Floyd of Rosedale will be at stake Saturday at TCF Bank Stadium, so that tradition is safe. But the Gophers will have four more games to play after meeting Iowa, including a game with Wisconsin in two weeks, which is the end of a different tradition.
For the past 78 seasons, Minnesota has closed its Big Ten season by facing either the Hawkeyes or Badgers. But the Big Ten's split into divisions, and Iowa's preference for a new day-after-Thanksgiving tradition with Nebraska, has ended that pattern. Minnesota will end the 2011 season by playing host to Illinois -- the last time those teams met in a season finale was 1917 -- and for the following three seasons at least, Michigan State will finish with Minnesota.
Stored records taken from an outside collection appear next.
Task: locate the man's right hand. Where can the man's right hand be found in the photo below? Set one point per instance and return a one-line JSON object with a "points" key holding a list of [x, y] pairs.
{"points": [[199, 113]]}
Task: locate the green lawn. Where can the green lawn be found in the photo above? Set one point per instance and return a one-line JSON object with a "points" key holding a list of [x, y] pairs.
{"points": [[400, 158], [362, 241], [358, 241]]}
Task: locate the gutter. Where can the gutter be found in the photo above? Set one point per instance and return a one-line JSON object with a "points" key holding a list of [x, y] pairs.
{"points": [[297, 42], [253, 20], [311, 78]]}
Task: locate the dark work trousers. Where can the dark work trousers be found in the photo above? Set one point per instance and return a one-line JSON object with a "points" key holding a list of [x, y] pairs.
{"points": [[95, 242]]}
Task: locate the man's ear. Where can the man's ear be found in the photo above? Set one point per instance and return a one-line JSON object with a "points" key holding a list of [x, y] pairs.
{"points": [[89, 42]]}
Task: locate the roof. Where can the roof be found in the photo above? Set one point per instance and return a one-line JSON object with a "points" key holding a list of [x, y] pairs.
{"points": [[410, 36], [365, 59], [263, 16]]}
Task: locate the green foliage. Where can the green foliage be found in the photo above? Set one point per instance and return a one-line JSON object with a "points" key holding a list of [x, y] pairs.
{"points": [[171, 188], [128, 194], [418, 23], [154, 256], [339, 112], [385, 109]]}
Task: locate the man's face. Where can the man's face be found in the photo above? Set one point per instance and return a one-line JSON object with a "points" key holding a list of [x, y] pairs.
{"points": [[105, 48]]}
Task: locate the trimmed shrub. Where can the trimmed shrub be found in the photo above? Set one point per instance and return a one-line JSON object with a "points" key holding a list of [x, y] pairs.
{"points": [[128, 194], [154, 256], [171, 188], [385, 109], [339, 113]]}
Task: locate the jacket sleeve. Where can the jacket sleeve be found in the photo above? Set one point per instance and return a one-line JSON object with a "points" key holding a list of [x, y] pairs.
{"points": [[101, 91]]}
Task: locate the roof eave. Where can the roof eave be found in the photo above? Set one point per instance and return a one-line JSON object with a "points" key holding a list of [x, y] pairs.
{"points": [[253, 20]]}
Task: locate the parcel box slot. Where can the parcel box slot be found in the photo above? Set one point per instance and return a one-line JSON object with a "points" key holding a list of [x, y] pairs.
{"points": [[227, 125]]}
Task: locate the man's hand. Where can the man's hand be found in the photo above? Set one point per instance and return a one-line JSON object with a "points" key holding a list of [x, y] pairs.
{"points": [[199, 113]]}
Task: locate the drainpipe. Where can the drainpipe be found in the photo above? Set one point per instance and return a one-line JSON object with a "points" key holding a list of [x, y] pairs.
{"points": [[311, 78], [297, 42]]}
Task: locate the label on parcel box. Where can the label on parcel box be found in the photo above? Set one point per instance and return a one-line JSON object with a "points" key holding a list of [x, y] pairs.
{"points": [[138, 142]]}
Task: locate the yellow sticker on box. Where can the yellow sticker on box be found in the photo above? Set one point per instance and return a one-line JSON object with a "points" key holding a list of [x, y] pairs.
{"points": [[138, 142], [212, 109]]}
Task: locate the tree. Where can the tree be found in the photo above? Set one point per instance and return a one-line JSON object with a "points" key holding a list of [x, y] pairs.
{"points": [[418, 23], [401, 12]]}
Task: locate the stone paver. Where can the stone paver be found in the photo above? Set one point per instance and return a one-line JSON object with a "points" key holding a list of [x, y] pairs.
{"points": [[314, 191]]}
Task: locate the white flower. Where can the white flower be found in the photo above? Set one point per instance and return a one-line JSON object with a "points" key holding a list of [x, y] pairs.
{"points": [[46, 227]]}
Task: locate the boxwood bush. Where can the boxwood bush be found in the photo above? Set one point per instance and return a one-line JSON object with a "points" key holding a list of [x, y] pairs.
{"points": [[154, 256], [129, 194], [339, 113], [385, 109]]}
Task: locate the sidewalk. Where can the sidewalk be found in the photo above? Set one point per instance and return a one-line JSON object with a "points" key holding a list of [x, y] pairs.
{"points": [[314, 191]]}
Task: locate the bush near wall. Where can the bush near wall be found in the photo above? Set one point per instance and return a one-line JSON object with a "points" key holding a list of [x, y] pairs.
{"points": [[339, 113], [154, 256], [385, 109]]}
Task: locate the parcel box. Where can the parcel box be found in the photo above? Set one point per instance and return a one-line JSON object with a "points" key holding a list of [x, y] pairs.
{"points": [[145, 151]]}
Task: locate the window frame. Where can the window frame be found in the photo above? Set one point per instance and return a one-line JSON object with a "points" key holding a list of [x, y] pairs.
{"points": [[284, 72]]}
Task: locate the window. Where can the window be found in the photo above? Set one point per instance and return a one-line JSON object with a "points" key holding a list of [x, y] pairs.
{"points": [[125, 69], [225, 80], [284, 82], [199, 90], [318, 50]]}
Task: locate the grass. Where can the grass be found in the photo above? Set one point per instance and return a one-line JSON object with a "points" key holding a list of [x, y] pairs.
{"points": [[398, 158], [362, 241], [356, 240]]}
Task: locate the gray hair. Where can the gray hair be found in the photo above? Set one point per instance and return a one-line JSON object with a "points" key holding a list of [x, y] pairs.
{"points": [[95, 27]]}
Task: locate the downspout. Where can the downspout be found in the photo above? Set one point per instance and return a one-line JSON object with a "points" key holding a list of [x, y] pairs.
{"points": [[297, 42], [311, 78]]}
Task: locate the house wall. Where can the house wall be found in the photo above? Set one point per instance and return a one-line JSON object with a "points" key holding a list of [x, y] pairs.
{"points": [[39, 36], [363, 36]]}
It's a tradition that few Gophers seem aware of, and even fewer care. Their focus, coach Jerry Kill said, is on what they can control -- the outcome of the game -- and not the schedule, which they can't.
"It's a rivalry game. It's a big history game," Kill said. Whether it's played in October or late November, "it's not going to affect how I feel about it."
Same goes for the players. The tradition of the game rests within Floyd, that bronze pig that goes home with the winner each year, and not when it's played, senior offensive lineman Chris Bunders said.
"Iowa is never just one of the games in the middle of the year. It's bigger than that," Bunders said. "We always enjoy playing Iowa. We have the pig, so I'm sure they'll be a little bit angry this year. But the end of the season, it's still a Big Ten game. If it's Iowa or Illinois, it doesn't really matter."
Kirk Ferentz has been the Hawkeyes' coach for the past 13 years, and was an assistant in Iowa City for another nine years in the 1980s. This will be the first time in those 22 seasons that the Minnesota game wasn't played in November, and the Iowa coach admitted this week that it will feel weird -- in more ways than one.
"I predict it might be a little warmer" than in previous years, Ferentz said. "That's a good thing."